Cole has had a hard time accepting her decision.
"It's my dream . . . what I have been praying for, to live with my (siblings) instead of in separate homes," he said.
Lillevich said that when children ask her for help getting in touch with adopted brothers and sisters, the best she can do is ask a caseworker to check whether the adoptive parent is willing to make contact.
But many adoptive parents who have done the hard work of making a troubled foster kid part of their family often worry that contact with a brother or sister still stuck in the foster-care system will destabilize their child. Interestingly, data collected by the Seattle-based Casey Family Foundation in collaboration with the Massachusetts Department of Social Services show that brothers and sisters who are kept together when they are first placed in foster care are less likely to face multiple moves.
Fran Gutterman, who directs a foster-care-system reform effort for Casey, said a Boston pilot program found that well-supported foster parents who took in large sibling groups became more willing to hold on to one particularly difficult child.
"They see the connection (the brothers and sisters have) and respond to it as caregivers," she said. Social workers and other professionals who work with foster children confirm that once brothers and sisters are placed separately, reuniting them is difficult if they don't end up returning home or going to live with relatives. Often, one set of siblings is in a home they like, and so it seems wrong to move them.
Especially troublesome are situations in which one child adjusts well to a home, but a brother or sister -- usually older -- battles with the foster parents, social workers say. The older child wants to be moved, but should the younger child's life also be disrupted so he can stay with his or her sibling?
In Pierce County, a new receiving facility for foster children called Cedar House is working to ensure that siblings can stay together when they come into the system, rather than be sent to multiple homes immediately after being taken from their parents. The facility can take as many as 12 children for up to 30 days. Cooper said it gives social workers time to scour the system for a placement that will stick.

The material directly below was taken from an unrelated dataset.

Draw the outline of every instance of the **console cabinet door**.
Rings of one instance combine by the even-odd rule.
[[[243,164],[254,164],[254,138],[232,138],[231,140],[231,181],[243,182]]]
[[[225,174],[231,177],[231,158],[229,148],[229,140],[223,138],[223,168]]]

Unless the state Supreme Court mandates that the state create more places such as Cedar House, many foster children will have to wait until adulthood to have control over how much they can see their siblings.
Perhaps not surprisingly, the insatiable drive foster kids have to know their families does lead to many reconnections once they leave the system.
The Herrick siblings have that happy ending to their story.
The girls were placed in foster care a few years after it came to light that their father had been sexually abusing them. Their mother, a caring but damaged woman, found that she was not able to care for her five children after he was gone.
While Jenn Herrick was bounced through various homes, Osborne and Mary Herrick were placed together, first in the home of a loving school librarian and later with an aunt and uncle. They went on to get college degrees and pursue professional careers.
"I have felt really seriously guilty, because we had so much more opportunity than (our brothers and sister) had," Mary Herrick said.
Jenn Herrick moved to Arizona after she graduated from high school, worked odd jobs and had her first child at 21. She has supported herself as a child-care provider and has been working toward a degree in early childhood education by taking community college courses at night.
Just before Thanksgiving, Jenn Herrick moved to Seattle with her 6-year-old son and 1-year old daughter to be closer to her sisters, who live in Seattle, and her two brothers in Tacoma.
She and her kids will be living with Mary Herrick, Osborne and Osborne's husband in their Greenwood apartment until she gets on her feet.
"It's really good just having family," Jenn Herrick said.